Un tour de table qui a permis de relater plusieurs sujets d'actualité comme l'impact des courses sur la vie économique de Deauville, la charte des droits et des devoirs sur laquelle il travaille, l'ouverture du marché ainsi que le système Trakus.


De gauche à droite : Bernard Glass, Claude Piersanti, Pierre-Yves de la Perrière, Dominique Raffin, Fabien Cailler, Gérard Niort, Emmanuel Roussel, Philippe Augier, Jean Lesbordes, Stéphan Flourent et Dominique Savary.

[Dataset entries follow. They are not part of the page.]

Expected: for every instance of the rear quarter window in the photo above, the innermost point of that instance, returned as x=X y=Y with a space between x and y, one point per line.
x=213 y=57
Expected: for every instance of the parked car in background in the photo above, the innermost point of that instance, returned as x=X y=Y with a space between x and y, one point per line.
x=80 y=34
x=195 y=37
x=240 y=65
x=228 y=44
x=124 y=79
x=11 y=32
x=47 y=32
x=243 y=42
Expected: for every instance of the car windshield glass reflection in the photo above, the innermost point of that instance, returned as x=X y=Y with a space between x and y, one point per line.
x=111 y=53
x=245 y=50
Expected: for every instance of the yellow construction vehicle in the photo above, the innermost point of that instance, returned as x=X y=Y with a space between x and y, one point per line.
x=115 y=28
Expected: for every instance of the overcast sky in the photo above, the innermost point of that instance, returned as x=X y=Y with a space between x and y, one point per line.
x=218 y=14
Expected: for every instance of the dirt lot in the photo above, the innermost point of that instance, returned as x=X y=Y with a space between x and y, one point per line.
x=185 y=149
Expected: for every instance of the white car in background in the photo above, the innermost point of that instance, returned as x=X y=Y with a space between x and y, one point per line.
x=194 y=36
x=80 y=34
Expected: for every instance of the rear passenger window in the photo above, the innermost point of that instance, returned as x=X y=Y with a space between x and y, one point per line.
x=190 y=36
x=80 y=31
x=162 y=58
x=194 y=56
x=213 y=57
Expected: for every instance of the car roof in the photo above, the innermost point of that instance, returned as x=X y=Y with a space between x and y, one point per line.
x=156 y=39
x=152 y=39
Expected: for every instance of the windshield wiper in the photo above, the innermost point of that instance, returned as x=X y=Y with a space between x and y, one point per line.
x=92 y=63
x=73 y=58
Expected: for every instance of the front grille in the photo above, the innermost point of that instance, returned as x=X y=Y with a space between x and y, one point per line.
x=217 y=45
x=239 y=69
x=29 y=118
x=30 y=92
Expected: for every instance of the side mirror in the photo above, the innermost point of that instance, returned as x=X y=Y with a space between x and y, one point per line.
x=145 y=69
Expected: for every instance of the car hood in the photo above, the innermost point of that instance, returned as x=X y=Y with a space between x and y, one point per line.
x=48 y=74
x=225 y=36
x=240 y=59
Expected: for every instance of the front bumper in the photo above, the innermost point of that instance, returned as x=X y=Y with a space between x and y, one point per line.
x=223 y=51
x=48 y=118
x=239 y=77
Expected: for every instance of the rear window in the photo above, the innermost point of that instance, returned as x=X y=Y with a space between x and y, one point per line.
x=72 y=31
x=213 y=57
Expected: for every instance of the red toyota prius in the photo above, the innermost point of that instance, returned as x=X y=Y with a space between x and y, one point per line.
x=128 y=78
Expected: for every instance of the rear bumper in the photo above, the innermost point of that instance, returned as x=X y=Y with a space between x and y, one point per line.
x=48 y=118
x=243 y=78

Tout en rappelant que le champ de courses de Deauville a été créé en 1864, Philippe Augier a souligné l'importance du secteur hippique pour sa ville. Les courses, bien sur sans oublier les ventes de yearlings et le polo.
Rapidement internationalisé, le meeting d'août offre de belles retombées économiques puisque les propriétaires viennent facilement grâce à la vieilligature et l'offre touristique qu'offrent Deauville y compris les grands propriétaires notamment lors des ventes de yearlings.
Pour consolider sa notoriété, l'hippodrome a été rénové en 1995. A la tête d'un syndicat mixte qu'il préside, Philippe Augier a validé les travaux d'un montant de 35 millions de francs, une somme qui à l'époque a été trouvée en 3 mois seulement. Cette rénovation a rimé avec évolution puisqu'un meeting de 3 jours à vu le jour en octobre avant la création de la piste en sable fibré en 2001 et la création d'un nouveau meeting hivernal. 
Avec Pau, Deauville est l'une des rares ville à avoir compris l'intérêt d'investir dans les courses et Philippe Augier se dit surpris que d'autres municipalités n'investissent pas dans les hippodromes
Il souligne que Deauville est doté d'un centre permanent construit par la ville et loué aux professionnels. Celui ci abrite 300 chevaux à l'année et un projet d'extension de quelques boxes supplémentaires, une dizaine, est à l'étude pour l'an prochain.  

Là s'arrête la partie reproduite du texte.